15 thoughts on “Daunte Wright Dining Car Specials On The George Floyd Ethics Train Wreck…

  1. Great letter. We plan to write as well. We’ve “canceled” baseball in our house after years of shared love and passion for the game. It sucks, but like Diet Coke, it has to disappear for awhile from consumers so that it hits some of these idiots hard where it hurts: in the pocketbook.

  2. #1 Only a year? The MSM has been referring to Trayvon as a murder victim and Mr. Zimmerman a murderer since the day following the actual event… and don’t appear to be considering stopping.

  3. Where do we send a letter like that?

    for some reasons my comments aren’t showing up 😦

    I have something very important to share with you that I think you’d want to know. 🙂 it’s a “scoop” of sorts.

      • I don’t even recall now what post they were for… but the thing about the “fowchee dossier” is what i wanted you to read. not sure if you’ve gotten one sent to you yet via the interwebs… but it’s been hard bound and given to every senator. and that has resulted in some cool things.

        Thanks for finding my posts lol. 🙂

  4. #2 I’m getting the impression that the “system” is setting this up by doing everything they can to unethically prejudice the jury to get an initial murder conviction to satisfy the hordes of irrational people in the streets just to get the whole thing thrown out in an appeal.

    What are your thoughts?

    • I don’t think they care about the appeal and I wouldn’t bet on it being thrown out on appeal. You maybe are under the impression that the criminal justice system doesn’t routinely rig the system to get the outcome they want. I will not be shocked in Chauvin is convicted on all counts, the conviction is upheld on appeal, and appeal to the state supreme court are denied. Look at what happened to Michael Flynn, in the full view of the public. Remember that Michael Cohen is in jail for things that weren’t crimes. Remember that the prosecutor of the McCloskey’s in St. Louis ordered Mrs. McClosky’s pistol to be reassembled in working order (she couldn’t be charged under the law chosen if the gun didn’t work) and then charged McClosky with evidence tampering! Now, charges were eventually dropped against Cliven Bundy and the government was forbidden to retry him, but that is only because Bundy’s attorney had a lot of evidence of government misconduct in the case (like the fact that he seemingly only owed $8,000, not the millions reported and the snipers the government denied were there were confirmed by government documents). I don’t think a Bundy outcome in this case is likely, though.
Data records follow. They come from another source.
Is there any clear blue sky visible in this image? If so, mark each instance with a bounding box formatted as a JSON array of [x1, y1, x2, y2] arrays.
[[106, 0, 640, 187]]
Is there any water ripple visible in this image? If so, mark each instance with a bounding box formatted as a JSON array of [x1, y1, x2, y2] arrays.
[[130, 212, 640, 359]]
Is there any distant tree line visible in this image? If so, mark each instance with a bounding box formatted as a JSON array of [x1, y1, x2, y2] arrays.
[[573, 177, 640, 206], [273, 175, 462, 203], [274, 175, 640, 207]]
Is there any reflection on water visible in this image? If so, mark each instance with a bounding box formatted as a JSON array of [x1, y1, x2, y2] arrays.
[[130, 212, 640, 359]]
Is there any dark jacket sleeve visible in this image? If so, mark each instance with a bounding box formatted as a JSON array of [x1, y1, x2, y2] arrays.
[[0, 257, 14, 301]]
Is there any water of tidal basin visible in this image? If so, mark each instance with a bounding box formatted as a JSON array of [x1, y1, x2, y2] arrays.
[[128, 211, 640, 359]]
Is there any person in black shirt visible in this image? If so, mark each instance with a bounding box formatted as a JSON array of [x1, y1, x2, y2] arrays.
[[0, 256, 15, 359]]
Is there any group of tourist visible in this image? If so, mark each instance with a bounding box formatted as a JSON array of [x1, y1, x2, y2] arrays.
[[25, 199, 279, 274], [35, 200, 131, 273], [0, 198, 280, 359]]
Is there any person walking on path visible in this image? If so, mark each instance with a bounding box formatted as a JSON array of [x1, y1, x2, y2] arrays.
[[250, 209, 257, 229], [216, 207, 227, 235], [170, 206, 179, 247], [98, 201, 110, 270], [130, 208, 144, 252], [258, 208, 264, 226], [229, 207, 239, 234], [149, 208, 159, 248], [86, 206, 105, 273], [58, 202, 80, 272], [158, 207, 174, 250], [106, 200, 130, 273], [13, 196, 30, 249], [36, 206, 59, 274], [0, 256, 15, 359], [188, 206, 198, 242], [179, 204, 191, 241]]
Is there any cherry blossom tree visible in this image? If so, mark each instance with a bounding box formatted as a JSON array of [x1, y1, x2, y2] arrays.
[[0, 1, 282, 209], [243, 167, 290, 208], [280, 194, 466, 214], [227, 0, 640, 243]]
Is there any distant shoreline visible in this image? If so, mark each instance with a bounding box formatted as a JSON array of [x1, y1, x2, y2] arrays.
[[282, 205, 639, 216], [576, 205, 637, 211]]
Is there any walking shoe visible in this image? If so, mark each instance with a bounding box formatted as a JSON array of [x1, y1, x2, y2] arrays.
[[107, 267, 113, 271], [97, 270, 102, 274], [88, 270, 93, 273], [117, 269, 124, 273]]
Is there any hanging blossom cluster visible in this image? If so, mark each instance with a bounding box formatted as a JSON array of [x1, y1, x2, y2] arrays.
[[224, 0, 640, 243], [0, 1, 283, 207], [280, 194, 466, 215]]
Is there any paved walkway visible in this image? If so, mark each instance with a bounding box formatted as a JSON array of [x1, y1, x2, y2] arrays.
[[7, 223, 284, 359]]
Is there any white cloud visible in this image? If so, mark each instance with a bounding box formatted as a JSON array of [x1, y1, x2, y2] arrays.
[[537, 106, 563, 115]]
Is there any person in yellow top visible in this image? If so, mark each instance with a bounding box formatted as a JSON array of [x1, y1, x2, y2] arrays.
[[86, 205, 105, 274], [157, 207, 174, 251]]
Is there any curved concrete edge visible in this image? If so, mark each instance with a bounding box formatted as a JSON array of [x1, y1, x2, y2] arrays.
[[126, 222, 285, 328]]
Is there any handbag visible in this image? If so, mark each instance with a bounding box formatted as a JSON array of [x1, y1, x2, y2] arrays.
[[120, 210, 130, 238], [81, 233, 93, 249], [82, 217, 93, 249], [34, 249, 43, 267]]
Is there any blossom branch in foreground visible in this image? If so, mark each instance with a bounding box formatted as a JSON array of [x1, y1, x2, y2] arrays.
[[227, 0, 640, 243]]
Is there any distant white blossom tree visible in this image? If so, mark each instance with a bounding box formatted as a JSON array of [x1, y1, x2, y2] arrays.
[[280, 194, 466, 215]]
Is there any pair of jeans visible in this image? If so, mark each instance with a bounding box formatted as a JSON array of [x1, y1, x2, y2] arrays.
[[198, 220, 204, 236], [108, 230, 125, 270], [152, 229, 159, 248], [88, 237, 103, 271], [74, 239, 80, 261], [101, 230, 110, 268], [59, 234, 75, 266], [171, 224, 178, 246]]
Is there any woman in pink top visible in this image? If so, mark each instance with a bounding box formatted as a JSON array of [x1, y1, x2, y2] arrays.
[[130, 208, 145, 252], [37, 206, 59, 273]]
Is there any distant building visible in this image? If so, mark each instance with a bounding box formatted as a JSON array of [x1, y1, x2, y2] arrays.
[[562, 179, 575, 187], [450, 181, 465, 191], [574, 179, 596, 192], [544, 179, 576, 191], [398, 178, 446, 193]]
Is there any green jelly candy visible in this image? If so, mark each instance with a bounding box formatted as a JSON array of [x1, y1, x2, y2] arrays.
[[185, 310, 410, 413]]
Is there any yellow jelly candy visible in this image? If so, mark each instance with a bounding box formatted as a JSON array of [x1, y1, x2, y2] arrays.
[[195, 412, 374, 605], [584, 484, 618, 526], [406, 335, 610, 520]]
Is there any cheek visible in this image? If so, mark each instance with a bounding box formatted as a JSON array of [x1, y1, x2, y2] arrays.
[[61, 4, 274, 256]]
      They don’t care anymore. They don’t care about being biased, they don’t care about not following the law. They laugh about us ‘little people’ or ‘dumb money’ openly while laughing about how they can violate the law, but they will charge us for exercising our rights. They have politicized the military and no one says anything about it. They even openly call for racial discrimination. They don’t care, they don’t have to care. Trump is gone, they can do whatever they want and there is no one to stop them.

  5. #2 – Nelson has been making a ongoing request to sequester the jury and denied each time. I’d say it has been nearly every day. The WaPo made the point that most or all of the jurors would have received civil unrest push texts and emergency alerts regarding civil unrest related to the Daunte Wright protests. I don’t see how this case results in anything other than guilty due to jury intimidation.